“Un Vanja” tratto da Cechov con la regia di Marcelo Savignone per il Festival
Surrealismo, ironia, marionette. Dall’Argentina, il
dramma cechoviano riprende nuovi colori e sonorità
Servizio di Vincenzo Perfetti
Servizio di Vincenzo Perfetti
Napoli - Continua la
rassegna del Napoli Teatro Festival che, questa volta, vede come protagonista
una pièce tutta d’eccezione. In scena, nei giorni 17 e 18 giugno (ore 21.00), alla
Galleria Toledo (Via Concezione a Montecalvario), “Un Vanja”, lavoro messo a
punto dal regista argentino Marcelo Savignone. L’opera, prende spunto e avvio dal
dramma cechoviano “Zio Vanja” datato 1896. La firma di Savignone si fa sentire,
entra nel dramma russo importando la cultura argentina: il suo surrealismo, il
suo calore, il suo clima tanghero. Ed è cosi che i tempi di recitazione si
susseguono. L’attenzione del regista/attore si incentra principalmente sulla
figura di Vanja, uomo che sebbene colto si arrende al disincanto di inizio
secolo. Il suo troppo essere ligio al dovere non gli ha portato alcuna
ricchezza. Gli restano i legami familiari, la speranza (di poter migliorare la
propria situazione e di essere ricambiato in amore dalla sensuale Elena). “Quando
la vita viene meno, è meglio vivere di speranza”- è questo il suo invito.

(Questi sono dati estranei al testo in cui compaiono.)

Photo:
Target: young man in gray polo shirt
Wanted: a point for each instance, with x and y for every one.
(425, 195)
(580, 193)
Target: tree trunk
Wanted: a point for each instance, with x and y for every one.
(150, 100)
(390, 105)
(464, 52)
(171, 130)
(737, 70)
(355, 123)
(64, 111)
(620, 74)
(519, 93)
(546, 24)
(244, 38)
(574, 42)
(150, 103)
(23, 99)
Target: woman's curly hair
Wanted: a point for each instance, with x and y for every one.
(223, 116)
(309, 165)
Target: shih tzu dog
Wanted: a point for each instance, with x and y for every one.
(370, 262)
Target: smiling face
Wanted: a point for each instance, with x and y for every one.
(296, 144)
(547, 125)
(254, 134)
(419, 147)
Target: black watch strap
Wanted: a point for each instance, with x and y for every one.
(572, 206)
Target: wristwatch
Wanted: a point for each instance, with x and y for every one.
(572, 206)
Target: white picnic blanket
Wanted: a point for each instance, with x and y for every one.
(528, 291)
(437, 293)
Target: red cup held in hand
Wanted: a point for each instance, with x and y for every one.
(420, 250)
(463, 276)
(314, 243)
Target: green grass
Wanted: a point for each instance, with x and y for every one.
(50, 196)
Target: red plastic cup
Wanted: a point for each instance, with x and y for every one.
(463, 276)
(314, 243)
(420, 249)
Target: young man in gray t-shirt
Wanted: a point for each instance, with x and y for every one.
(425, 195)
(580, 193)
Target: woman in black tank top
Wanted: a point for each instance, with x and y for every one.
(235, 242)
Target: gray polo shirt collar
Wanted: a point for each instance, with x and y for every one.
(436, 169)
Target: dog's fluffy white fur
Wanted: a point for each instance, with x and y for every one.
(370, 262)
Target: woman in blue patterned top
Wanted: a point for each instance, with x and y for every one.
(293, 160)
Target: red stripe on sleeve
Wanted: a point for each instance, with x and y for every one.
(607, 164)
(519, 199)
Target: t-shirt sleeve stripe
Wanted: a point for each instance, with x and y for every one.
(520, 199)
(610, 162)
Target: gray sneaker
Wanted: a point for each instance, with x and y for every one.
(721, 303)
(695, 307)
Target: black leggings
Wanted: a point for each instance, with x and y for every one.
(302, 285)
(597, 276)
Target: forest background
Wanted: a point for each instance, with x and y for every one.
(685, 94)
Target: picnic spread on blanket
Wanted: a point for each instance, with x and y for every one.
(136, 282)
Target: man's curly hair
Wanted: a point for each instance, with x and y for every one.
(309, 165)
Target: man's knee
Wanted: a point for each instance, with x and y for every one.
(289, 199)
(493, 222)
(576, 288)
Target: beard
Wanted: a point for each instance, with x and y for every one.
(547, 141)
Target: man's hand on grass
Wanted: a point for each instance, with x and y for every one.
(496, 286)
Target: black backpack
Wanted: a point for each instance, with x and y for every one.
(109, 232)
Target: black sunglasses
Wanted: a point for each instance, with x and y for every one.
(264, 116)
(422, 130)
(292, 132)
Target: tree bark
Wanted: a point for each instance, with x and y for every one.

Qui,
però, al contrario del dramma del ’96 ci si ritrova un Vanja dissoluto, meno
timido, sfacciato, quasi arrogante, violento (nel dramma originario giunge ad
uno scatto d’ira solo nel finale). Peculiarità che non gli lasciano spazio alle
delusioni della vita. Il “demone della distruzione” è sempre vivo, presente. La
volontà dei personaggi che ruotano intorno alla figura di Vanja sono tutti
infetti di questo “demone”, che va considerato come la molla che spinge per una
fuoriuscita dalla stasi della propria esistenza. Ed è cosi per Vanja; Sonia, la
nipote di Vanja timida e poco attraente che si invaghisce del dottore Michail
Astrov; Elena, moglie affascinante, femme fatale, che dispera per un amore
“giovanile”, ora che la sua è andata dispersa per sposare Seriabriakov. Tutte
marionette, dunque. E Savignone, a rievocare tale particolare affida la parte
di Seriabriakov ad un manichino. Gli stessi attori, a ricordare lo status di
marionette, nelle loro pause recitative siedono immobili, appunto come
Seriabriakov. Opera ben riuscita: ironia, tango, balli, surrealismo, il tutto
portato in cornice dalla lingua argentina degli attori, rafforzando ancora di
più la contrapposizione fra le due culture, che sebbene lontane si avvicinano
ad una situazione esistenziale uguale per tutti: sarebbe bello “vedere che
tutto sia caduto nel dimenticatoio”.
Con Paulina Torres,
Maria Florencia Alvarez, Merceditas Elordi, Marcelo Savignone, Luciano Cohen,
Pedro Risi.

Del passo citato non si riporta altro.